Aleck did a lot of development work exploring many high altitude areas with teams with good rope skills. Getting around was both difficult and time consuming. Helicopters were the only option.
“I walked there every year and looked at the pines. One year, I did the trip with a friend who suggested that we put together a plan of action. He said that their Trust Fund would organize some money for us to do an operation. We did one using a Squirrel helicopter. But even that first time, we quickly started running out of places where we could safely land and access trees,” he recalls.
Initially, volunteers were landed in the mountains using a skid technique. They then climbed to where the trees needed to be eradicated. The wear and tear on the climbers – coupled with a shortage of suitable landing spots – led to a change of plan and the Helihackers began using a strop (or cable) from which rock climbers and equipment could hang. This meant that volunteers could be delivered directly to steeper ground.

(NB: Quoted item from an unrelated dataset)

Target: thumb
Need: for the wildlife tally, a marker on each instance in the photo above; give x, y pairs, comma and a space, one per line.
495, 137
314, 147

Over the years, the system has steadily been improved and at least 15 trips have been completed so far.
They have also improved and added to their equipment.
“Now, we’ve got our own strop. We’ve bought a fuel bowser, so we can supply the chopper and we have a proper system with two hooks, so you can’t accidently release the load at all. It’s very secure. We’ve improved our kit the whole time and we now have 24 hand held radios and eight air land radios to ensure that we’ve got comms all the time with the chopper and can move guys around as we need to and place them wherever they are happy to work,” he says.
At the beginning of last year, Aleck says that they spent at least three weekends working at Milner Peak. By May, they were cutting down trees in the Zuurberg.
But, unusual weather caused delays during the second half of the year and their work was only finished in late December.
“We worked twice above the Hex River Valley and then our last operation was above the Brede River Valley,” he says.
That brought the total number of operations during 2021 to six – the most ever done in a single year. Ordinarily, they only manage to do three over a 12-month period.
“We did all the operations last year with an incredibly skilled pilot by the name of Bronte Heinrich. We were working on very steep ground. Sometimes, we would just have two guys on a short haul system and keep moving them for individual trees on cliffs. We cleared all the stragglers like that.”
PLANNING FUTURE MISSIONS
Although the helicopter drop-off system is by far the most efficient way of clearing AIPs, it is also very costly with the average weekend operation costing in excess of R350 000 – a figure that is likely to increase in line with volatile global fuel prices.
An added challenge is that the Helihackers have started with places that are easier to reach and their tree ridding excursions are now likely to become more and more difficult as they move into places that are harder to reach.
“We won’t run out of places. It’s an immense problem,” he notes.
Aleck says they are in the process of setting up an NPO to process donations so that they can complete at least another six expeditions during 2022.
“I think that the project is growing. We have money from SAN Parks to do an operation in March at Tsitsikamma where the pines are a huge problem. Where the mountains face south, the vegetation is very dense and it is very hard to access the trees.”
The Helihackers can barely help clear the Western Cape let alone the rest of the country which has similar problems.
“At the moment the Helihack crews in the Western Cape donate their time and often use their own equipment – but we really need to scale up this model and, to do that, we need more funding and support,” Aleck admits.